Find out more about pension tax relief.
Am I eligible for tax relief on my contributions?
To be eligible for tax relief, you must be under the age of 75 and classed as a ‘relevant UK individual’.
To be a relevant UK individual, you’ll need to be in at least one of the following categories:
- You are/were a UK resident for tax purposes at some point during the current tax year
- You are/were a UK resident for tax purposes at some point during the last five tax years, and when signing up to PensionBee
- You have a spouse/civil partner with general earnings from overseas Crown employment, subject to UK tax
- You have ‘relevant UK earnings’*, subject to income tax
*Relevant UK earnings are normally your total taxable earnings from UK-based work. This includes earnings from employment, self-employment and bonuses. It generally doesn’t include any investment income.
You are generally unable to claim tax-relief on contributions above your relevant earnings. If you earn less than £3,600 annually or don’t earn anything, the maximum amount you can contribute to your pension whilst receiving tax-relief is £2,880 net, bringing your total annual contribution to £3,600 gross once tax relief is added.
What’s the difference between a tax top up and tax relief?
If you’re a registered tax payer, you won’t have to pay tax on your pension contributions (up to a limit). This is known as tax relief.
The amount of tax relief you receive is dependent on the amount of income tax you pay. For most people, it’s 20%.
This means that for every £100 you contribute to your pension, £20 of that is claimed back as tax relief. In effect, you only have to pay in £80 for every £100 that lands in your pension.
Here’s another way to think of it... for every £80 you personally contribute to your pension, the government tops it up by £20. In effect, you receive a 25% tax top up.
So whether you view it as 20% tax relief or a 25% tax top up, the result is the same.
Can I drawdown part of my 25% tax free cash now, and some at a later date?
Yes, for customers over the age of 55 (expected to rise to 57 in 2028), PensionBee offers the ability to be completely flexible with your drawdown. It is important to consider the pension “recycling rules” if you intend on making pension contributions following a withdrawal. Pension recycling is where an individual reinvests either their tax free cash or pension income back into a pension scheme and may be subject to tax penalties.

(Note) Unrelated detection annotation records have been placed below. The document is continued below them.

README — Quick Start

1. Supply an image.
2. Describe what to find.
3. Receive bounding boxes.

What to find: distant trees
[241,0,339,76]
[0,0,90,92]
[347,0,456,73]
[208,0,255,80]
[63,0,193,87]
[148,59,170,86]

Can I claim tax relief if I’m not based in the UK?
Yes, as long as you’re still classified as a ‘relevant UK individual’*.
To be a relevant UK individual, you’ll need to be in at least one of the following categories:
- You are/were a UK resident for tax purposes at some point during the current tax year
- You are/were a UK resident for tax purposes at some point during the last five tax years, and when signing up to PensionBee
- You have a spouse/civil partner with general earnings from overseas Crown employment, subject to UK tax
- You have ‘relevant UK earnings’**, subject to income tax
*If you’re not classified as a relevant UK individual, you won’t be able to claim tax relief.
**Relevant UK earnings are normally your total taxable earnings from UK-based work. This includes earnings from employment, self-employment and bonuses. It generally doesn’t include any investment income.
How do I claim back higher or additional rate tax relief?
Higher and additional rate taxpayers can claim a further 25% and 31% respectively through their Self-Assessment tax returns. This is relevant to tax rates in England, Wales and Northern Ireland. For Scotland there are different applicable rates which you can read more about on the HMRC website. It may be necessary to register for Self-Assessment first if you’ve never filled out a tax return before. Once registered, you can submit returns for the previous tax year from 6 April each year. For example, from 6 April 2024, you’ll be able to file a tax return for your earnings from 6 April 2023 to 5 April 2024. The deadline to submit a return online is 31 January the following year. You can call or write to HMRC to claim it if you don’t fill in a Self-Assessment tax return.